(SeaPRwire) – Prior to the outbreak of the conflict in Iran, the global uptake of electric vehicles was primarily driven by several emerging economies, including India, Mexico, and Brazil, which reported higher EV sales than more developed nations like the U.S. and Japan. Now, the sharp increase in global oil prices, triggered by the closure of the Strait of Hormuz, appears to have unexpectedly benefited the EV market, with heightened interest and sales observed in numerous countries.
United States
At the beginning of the year, the electric vehicle movement in the U.S. seemed to be losing momentum. Sales in the final quarter of 2025 reached their lowest point since the end of 2022, as government EV subsidies from the Biden era expired and domestic automakers scaled back their investments in electric vehicle production.
However, first-quarter data for 2026 indicates a rebound, with used EV sales climbing 12% higher than the same period last year and 17% higher than the preceding quarter. A contributing factor pushing buyers towards these vehicles is likely the elevated gas prices, which recently surpassed $4.00 a gallon for the first time in four years.
U.K. & Europe
In the U.K., electric car sales achieved a new record, with 86,120 vehicles sold in March. Octopus Electric Vehicles, a U.K.-based EV specialist, announced on March 25 that it had seen EV leasing inquiries increase by 36% since the conflict commenced.
The French online used-car retailer Aramisauto reported that its share of EV sales nearly doubled from February 16 to March 9, rising from 6.5% to 12.7%. During the same period, sales of gasoline-powered models decreased from 34% to 28%, and diesel model sales fell from 14% to 10%.

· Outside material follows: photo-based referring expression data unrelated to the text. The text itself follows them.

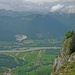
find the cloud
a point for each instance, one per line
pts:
(36, 1)
(69, 9)
(65, 6)
(57, 7)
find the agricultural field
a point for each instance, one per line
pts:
(37, 62)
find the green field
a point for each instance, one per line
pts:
(38, 62)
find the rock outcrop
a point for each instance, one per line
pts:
(64, 64)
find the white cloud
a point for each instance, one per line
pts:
(56, 8)
(35, 1)
(67, 6)
(69, 9)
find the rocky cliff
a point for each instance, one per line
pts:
(64, 64)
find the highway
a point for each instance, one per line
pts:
(29, 49)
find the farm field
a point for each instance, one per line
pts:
(37, 62)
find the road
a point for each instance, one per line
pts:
(30, 49)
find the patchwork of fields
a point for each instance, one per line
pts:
(37, 62)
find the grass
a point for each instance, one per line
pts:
(34, 58)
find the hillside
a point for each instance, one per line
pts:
(34, 25)
(64, 64)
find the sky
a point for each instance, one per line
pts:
(65, 6)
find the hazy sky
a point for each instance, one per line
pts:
(67, 6)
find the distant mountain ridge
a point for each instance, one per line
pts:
(64, 63)
(51, 25)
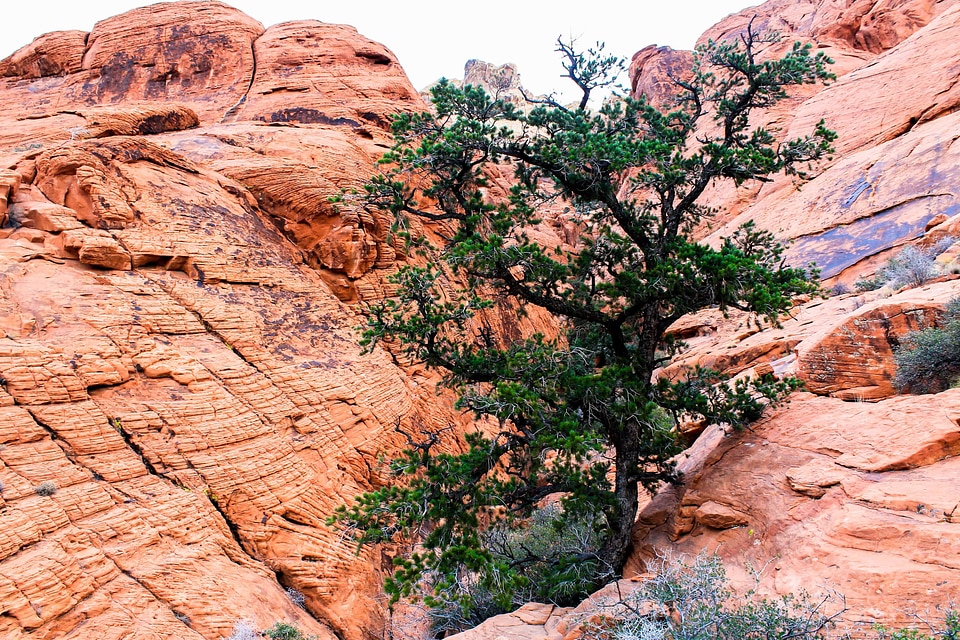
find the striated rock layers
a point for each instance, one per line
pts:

Germany’s largest online car market, mobile.de, informed Reuters that the proportion of EV searches on its website has tripled since the start of March, moving from 12% to 36%. Car dealers also reported a 66% increase in inquiries for used EVs compared to February.
Asia
Asia receives 80% of the crude oil transported through the Strait of Hormuz, leaving the region significantly impacted by the shutdown. This uncertainty is leading to an acceleration in EV adoption across many countries.
South Korea reported that registrations for electric vehicles more than doubled in March compared to the previous year, partly due to rising fuel prices and government subsidies. In Malaysia, the distributor for Chinese EV company BYD told Reuters that it observed a notable increase in inquiries and customer interest in March compared with the first two months of the year. In Pakistan, electric rickshaws have been selling out, according to Bloomberg.
Nepal, on the other hand, has distinguished itself with above-average EV adoption rates. This pre-war trend has helped shield many residents from the effects of the surge in oil prices. According to the latest data from the energy think tank Ember, EVs constituted 76% of new car sales in 2024.
New Zealand & Australia
In New Zealand, over 1,000 EVs were registered in the week ending March 22, nearly doubling the figure from the week prior. This marked the country’s busiest week for electric vehicle registrations since the end of 2023, as stated by Transport Minister Chris Bishop.
Australia, meanwhile, has already been experiencing a rise in EV sales in recent years, but has seen a fresh surge in interest as consumers grapple with increasing fuel costs.
As Australian Prime Minister Anthony Albanese commented at the end of March: “I don’t think there’s anyone out there today who has bought an electric vehicle who’s regretting the decision at this point in time.”